Munia's story was apparently the simplest of all: when questioned about her presence on the pulwar, she would say that she was on her way to join her two brothers, who had both left for Mareech some years before. If asked why she wasn't married she would say that there was no one at home to find a husband for her, both her parents having recently died. Deeti guessed that this was not all there was to this tale, but she was careful not to pry: she knew that when the time was right, Munia would tell of her own accord – wasn't she, Deeti, the girl's surrogate bhauji, the sister-in-law that everyone dreamed of, friend, protector and confidante? Wasn't it to her that Munia always came when some overly forward man flirted or teased or tried to entice her into assignations? She knew that Deeti would put those men in their places by reporting her tales to Kalua: Look at that filthy luchha over there, making eyes at Munia. He thinks he can tease and provoke and do all kinds of
chherkáni
just because she's young and pretty. Go and set him right; tell him
aisan mat kar
á – don't you dare do it again, or you'll find your liver on the wrong side of your belly.

Kalua would go lumbering over and ask, in his polite way:
Khul ke batáibo
– tell me truthfully, were you bothering that girl? Could you tell me why?

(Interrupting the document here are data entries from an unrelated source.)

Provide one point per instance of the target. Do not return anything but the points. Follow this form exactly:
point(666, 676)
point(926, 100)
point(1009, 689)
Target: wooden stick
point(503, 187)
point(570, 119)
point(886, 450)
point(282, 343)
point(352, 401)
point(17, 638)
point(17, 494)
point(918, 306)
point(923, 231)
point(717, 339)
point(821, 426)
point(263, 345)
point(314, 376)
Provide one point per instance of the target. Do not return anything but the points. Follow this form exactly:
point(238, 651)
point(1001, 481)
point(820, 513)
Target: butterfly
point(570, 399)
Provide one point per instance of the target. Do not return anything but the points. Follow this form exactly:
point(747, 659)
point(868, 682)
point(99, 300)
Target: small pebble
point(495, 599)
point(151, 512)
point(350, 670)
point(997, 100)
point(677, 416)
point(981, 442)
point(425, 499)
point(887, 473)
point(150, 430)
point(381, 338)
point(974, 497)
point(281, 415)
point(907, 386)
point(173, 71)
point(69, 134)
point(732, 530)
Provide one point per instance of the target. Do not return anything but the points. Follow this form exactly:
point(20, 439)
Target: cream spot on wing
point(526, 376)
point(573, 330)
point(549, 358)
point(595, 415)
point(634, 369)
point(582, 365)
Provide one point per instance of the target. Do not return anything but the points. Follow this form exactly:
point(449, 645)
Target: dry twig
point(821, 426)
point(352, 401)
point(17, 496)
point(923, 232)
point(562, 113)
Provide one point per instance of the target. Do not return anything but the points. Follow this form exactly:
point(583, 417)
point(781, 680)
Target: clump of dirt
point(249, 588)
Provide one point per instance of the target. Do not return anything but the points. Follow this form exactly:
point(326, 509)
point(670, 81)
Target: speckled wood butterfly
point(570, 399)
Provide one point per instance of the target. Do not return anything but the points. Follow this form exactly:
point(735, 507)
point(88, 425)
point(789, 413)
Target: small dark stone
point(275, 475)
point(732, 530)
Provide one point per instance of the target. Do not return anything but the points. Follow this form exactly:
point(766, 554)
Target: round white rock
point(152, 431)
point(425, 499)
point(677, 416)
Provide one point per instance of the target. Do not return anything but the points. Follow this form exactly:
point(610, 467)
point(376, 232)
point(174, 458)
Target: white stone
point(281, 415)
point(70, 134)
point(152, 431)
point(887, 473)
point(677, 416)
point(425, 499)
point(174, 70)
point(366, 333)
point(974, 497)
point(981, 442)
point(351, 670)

This was usually enough to put an end to the trouble for to be asked such a question by someone of Kalua's size was not to the taste of most.

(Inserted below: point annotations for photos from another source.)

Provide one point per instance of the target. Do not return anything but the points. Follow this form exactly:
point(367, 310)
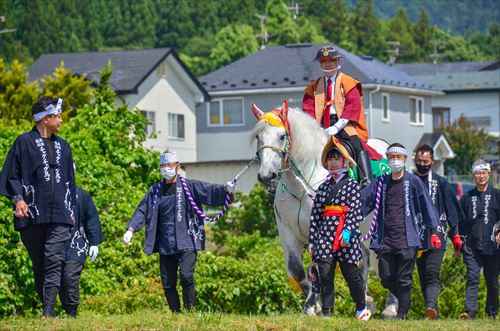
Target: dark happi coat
point(419, 212)
point(189, 228)
point(41, 172)
point(87, 230)
point(489, 210)
point(446, 204)
point(323, 228)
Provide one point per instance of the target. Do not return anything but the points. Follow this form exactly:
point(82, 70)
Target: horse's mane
point(307, 137)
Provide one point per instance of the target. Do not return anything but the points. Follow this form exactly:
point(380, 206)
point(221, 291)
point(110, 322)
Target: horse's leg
point(292, 253)
point(391, 306)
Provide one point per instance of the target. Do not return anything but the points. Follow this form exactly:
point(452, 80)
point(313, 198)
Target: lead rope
point(198, 211)
point(373, 226)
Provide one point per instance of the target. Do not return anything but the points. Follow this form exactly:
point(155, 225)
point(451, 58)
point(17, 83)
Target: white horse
point(289, 144)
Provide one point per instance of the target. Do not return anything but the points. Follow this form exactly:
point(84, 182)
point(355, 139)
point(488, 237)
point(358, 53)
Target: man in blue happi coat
point(85, 238)
point(173, 229)
point(481, 206)
point(38, 176)
point(406, 213)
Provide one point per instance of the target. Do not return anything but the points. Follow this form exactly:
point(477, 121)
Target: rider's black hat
point(328, 52)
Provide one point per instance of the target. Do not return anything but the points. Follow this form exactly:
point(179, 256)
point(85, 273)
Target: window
point(482, 122)
point(385, 107)
point(176, 126)
point(225, 112)
point(151, 126)
point(416, 110)
point(440, 118)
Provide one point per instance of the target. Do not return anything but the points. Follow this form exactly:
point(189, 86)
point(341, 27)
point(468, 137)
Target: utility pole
point(393, 52)
point(2, 19)
point(295, 9)
point(263, 36)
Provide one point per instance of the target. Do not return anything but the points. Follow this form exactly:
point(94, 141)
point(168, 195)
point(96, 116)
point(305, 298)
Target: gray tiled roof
point(130, 68)
point(292, 65)
point(420, 69)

It was after one such episode that Munia poured her story into Deeti's ear: it was about a man from Ghazipur, a pykari agent from
the opium factory. While visiting their village, he had seen her working at the harvest and had made it his business to pass that way again and again. He had brought her trinkets and baubles and told her that he was besotted with her – and she, trusting and open-hearted as she was, had believed everything he said. They had started meeting secretly, in the poppy fields, during festivals and weddings, when the whole village was distracted. She had enjoyed the secrecy and the romance and even the fondling, until the night when he forced himself on her: after that, for fear of public exposure, she had continued to do his bidding. When she became pregnant, she assumed her family would cast her out or have her killed, but miraculously, her parents had stood by her, despite the ostracism of their community. But they were people of desperately straitened circumstances – so much so that they had had to sell two of their sons into indenture, just to make ends meet. When Munia's child was eighteen months old, they had decided to take the baby to the agent's house – not to threaten or blackmail, but just to show him that he had given them another mouth to feed. He heard them out patiently and then sent them back, saying he would provide all the help that was needed. A few days later some men had stolen up to their dwelling, in the dead of night, and set it on fire. It so happened that it was Munia's time of the month, so she was sleeping away from the others, out in the fields: she had watched the hut burn down, killing her mother, her father and her child. After that, to remain in the district would have been to court death: she had set off to look for the duffadar's pulwar, just as her brothers had done, before her.

Oh you foolish, dung-brained girl! said Deeti. How could you let him touch you . . . ?

You won't understand, Munia sighed. I was mad for him; when you feel like that, there's nothing you won't do. Even if it happens again, I'll be helpless, I know.

What are you saying, you silly girl? Deeti cried. How can you talk like that? After all you've been through, you must make sure it never happens again.

Never again? Munia's mood changed suddenly, in a way that made Deeti despair of her. She giggled, covering her mouth with
her hand. Would you stop eating rice, she said, because you broke a tooth once, on a kanker? But how would you live . . . ?

Shh! Thoroughly scandalized, Deeti began to scold: Be quiet, Munia! Have a thought for yourself. How can you prattle so loosely? Don't you know what would happen if the others found out?